Le seigneur Jésus devait revenir, il revenait bientôt, et déjà la chaleur de sa présence emplissait de joie leurs âmes, tel était au fond le thème unique de ces chants, chants d'attente organique et douce. Nietzsche avait vu juste, avec son flair de vieille pétasse, le christianisme était au fond une religion féminine. Michel Houellebecq Soumission. Flammarion. p. 218.

Oui la beauté de l'Univers est remarquable ; et son gigantisme, surtout est stupéfiant. Des centaines de milliards de galaxies, composées chacune de centaines de milliards d’étoiles, et dont certaines sont situées à des milliards d'années-lumière - des centaines de milliards de milliards de kilomètres.
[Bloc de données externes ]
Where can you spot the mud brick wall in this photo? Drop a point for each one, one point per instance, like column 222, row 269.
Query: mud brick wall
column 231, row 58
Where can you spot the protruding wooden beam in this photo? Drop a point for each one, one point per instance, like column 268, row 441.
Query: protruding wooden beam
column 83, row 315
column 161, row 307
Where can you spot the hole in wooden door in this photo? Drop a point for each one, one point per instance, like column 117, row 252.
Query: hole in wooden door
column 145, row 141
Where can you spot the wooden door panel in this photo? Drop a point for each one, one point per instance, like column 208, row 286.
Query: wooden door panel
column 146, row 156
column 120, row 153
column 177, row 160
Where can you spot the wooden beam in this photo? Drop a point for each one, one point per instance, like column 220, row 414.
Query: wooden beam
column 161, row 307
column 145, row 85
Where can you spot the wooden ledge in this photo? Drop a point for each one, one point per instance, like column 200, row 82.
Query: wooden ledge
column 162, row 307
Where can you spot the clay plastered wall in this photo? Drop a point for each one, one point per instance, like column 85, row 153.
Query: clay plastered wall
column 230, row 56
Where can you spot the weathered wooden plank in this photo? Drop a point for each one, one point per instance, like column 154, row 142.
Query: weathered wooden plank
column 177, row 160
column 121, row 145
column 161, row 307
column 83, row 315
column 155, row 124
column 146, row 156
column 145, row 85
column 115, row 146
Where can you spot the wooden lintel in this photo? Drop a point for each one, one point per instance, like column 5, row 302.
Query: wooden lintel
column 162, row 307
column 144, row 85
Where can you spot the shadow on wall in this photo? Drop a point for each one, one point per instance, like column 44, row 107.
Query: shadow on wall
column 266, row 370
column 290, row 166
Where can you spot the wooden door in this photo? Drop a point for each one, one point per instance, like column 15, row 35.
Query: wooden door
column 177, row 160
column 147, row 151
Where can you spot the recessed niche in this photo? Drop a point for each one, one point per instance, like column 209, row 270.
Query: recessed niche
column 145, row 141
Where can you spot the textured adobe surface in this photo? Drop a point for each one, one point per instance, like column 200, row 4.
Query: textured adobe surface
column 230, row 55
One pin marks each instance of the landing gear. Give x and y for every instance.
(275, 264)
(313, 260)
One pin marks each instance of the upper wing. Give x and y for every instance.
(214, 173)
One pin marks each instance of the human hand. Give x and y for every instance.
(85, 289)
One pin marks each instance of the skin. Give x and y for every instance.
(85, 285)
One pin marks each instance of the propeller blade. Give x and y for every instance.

Et, à l'échelle du milliard d'années-lumière, il commence à se constituer un ordre : les amas galactiques se répartissent pour former un graphe labyrinthique. Exposez ces faits scientifiques à cent personnes prises au hasard dans la rue : combien auront le front de soutenir que tout cela a été créé par hasard ? D'autant que l'Univers est relativement jeune - quinze milliards d'années tout au plus. C'est le célèbre argument du singe dactylographe : combien de temps faudrait-il à un chimpanzé, tapant au hasard sur le clavier d'une machine, pour réécrire l'oeuvre de Shakespeare ? Combien  de temps faudrait-il à un hasard aveugle pour reconstruire l'Univers ? Certainement bien plus de quinze milliards d'années !...Et ce n'est pas seulement le point de vue de l'homme de la rue, c'est aussi celui des plus grands scientifiques : il n'y a peut-être pas eu d'esprit plus brillant, dans l'histoire de l'humanité que celui d'Isaac Newton - songez à cet effort intellectuel extraordinaire, inouï, consistant à unir dans une même loi la chute des corps terrestres et le mouvement des planètes ! Eh bien Newton croyait en Dieu, il y croyait fermement, à tel point qu'il a consacré les dernières années de sa vie à des études d’exégèse biblique. Michel Houellebecq Soumission. Flammarion. p. 218.